Kubernetes API extremely slow to trigger scale/scheduling #40271
Description
Lately we have noticed Kubernetes API responses becoming very slow on certain
actions. Actions like getting, deleteing and describing are instant as always,
but scaling or applying a new deployment can take up to 5 minutes to go through.
It's hard to pinpoint exactly when it became this slow, I'm inclined to say this
is a boiling frog situation where it just started creeping up on us, but I'm
convinced we had this issue on 1.4.x versions as well.
The best way to demonstrate the problem is with a screen recording of
the "scale" command (but to be sure; this happens for all actions that appear
to have something to do with scheduling). In the screenrecording, you can see it
taking about 90 seconds for the scale to actually take effect.

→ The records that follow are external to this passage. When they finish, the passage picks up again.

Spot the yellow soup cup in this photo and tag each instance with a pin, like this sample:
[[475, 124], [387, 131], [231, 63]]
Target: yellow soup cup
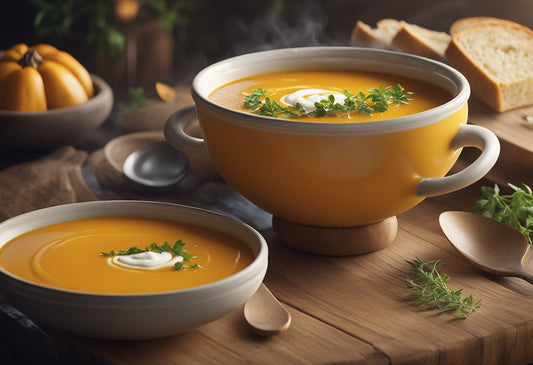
[[335, 174]]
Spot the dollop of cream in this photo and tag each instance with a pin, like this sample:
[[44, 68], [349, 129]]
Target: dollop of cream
[[146, 260], [308, 97]]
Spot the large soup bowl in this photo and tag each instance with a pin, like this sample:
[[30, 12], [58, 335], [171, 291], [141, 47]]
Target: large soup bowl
[[132, 316], [335, 175]]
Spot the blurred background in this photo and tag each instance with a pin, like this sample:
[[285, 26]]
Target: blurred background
[[134, 43]]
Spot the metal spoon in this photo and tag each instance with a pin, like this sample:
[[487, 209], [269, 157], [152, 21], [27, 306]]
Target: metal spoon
[[156, 165], [265, 314], [490, 245]]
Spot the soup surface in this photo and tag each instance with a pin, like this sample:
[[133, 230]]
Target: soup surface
[[306, 87], [76, 255]]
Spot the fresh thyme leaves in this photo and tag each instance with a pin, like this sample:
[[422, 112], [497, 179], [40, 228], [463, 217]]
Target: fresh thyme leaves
[[430, 287], [514, 210], [177, 249], [377, 100]]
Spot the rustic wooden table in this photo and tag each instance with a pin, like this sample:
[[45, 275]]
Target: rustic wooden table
[[357, 309]]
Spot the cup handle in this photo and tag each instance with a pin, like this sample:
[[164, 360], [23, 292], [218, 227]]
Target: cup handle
[[467, 136], [177, 137]]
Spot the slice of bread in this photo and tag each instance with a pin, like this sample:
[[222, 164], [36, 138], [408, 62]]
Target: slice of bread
[[421, 41], [497, 59], [379, 37], [464, 23]]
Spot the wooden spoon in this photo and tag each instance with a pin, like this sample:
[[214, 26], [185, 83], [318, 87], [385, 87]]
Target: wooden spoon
[[265, 314], [490, 245]]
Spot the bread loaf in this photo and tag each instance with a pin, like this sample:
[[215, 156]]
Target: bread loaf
[[402, 36], [421, 41], [379, 37], [497, 59], [464, 23]]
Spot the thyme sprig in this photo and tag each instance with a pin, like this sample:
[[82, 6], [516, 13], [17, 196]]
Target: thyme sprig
[[377, 100], [514, 210], [430, 287], [177, 249]]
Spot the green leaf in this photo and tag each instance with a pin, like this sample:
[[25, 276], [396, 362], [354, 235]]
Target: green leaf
[[430, 287], [178, 249], [514, 210], [377, 100]]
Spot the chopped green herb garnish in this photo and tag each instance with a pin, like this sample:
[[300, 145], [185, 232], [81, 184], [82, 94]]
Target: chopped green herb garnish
[[514, 210], [377, 100], [430, 287], [176, 249]]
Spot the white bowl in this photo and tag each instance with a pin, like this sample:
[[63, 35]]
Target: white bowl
[[56, 127], [132, 316]]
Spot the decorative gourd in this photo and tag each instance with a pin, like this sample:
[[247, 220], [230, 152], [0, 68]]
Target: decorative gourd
[[40, 78]]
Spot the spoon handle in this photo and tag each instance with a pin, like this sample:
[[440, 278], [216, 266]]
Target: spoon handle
[[525, 274]]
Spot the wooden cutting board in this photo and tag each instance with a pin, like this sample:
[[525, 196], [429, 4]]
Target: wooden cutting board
[[357, 309]]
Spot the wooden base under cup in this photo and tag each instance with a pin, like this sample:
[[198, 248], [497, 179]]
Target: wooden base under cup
[[345, 241]]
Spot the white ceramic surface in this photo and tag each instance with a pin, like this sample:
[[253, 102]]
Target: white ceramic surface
[[335, 174], [56, 127], [135, 316]]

The same goes for deployments. If we rollout a new deployment, it can take up to
10 minutes to gradually rollout the new pods and remove the old pods, whereas
these deployments used to be a lot faster. You can see it's the API being
delayed, because the time between the new pod being "ready", and the next old
pod migrating to "terminated" can be several minutes.
We're running on our cluster on GKE, and have in fact been in contact with
Google Enterprise support for several weeks now, but it doesn't look like we're
getting any closer to a resolution, so I thought this might actually be related
to Kubernetes itself, and maybe someone more heavily involved in its development
might recognize this issue.
I can send all support logs on request, but some things we tried:
- create small deployment of just a bare
debian
pod (same result) - manage scaling through the Google Cloud Shell (same result)
- clean up all old replicasets (same result)
Kubernetes version (use kubectl version
):
Client Version: version.Info{Major:"1", Minor:"4", GitVersion:"v1.4.6+e569a27", GitCommit:"e569a27d02001e343cb68086bc06d47804f62af6", GitTreeState:"not a git tree", BuildDate:"2016-11-12T09:26:56Z", GoVersion:"go1.7.3", Compiler:"gc", Platform:"darwin/amd64"}
Server Version: version.Info{Major:"1", Minor:"5", GitVersion:"v1.5.1", GitCommit:"82450d03cb057bab0950214ef122b67c83fb11df", GitTreeState:"clean", BuildDate:"2016-12-14T00:52:01Z", GoVersion:"go1.7.4", Compiler:"gc", Platform:"linux/amd64"}
Environment:
- Cloud provider or hardware configuration: GKE
- OS (e.g. from /etc/os-release): GCI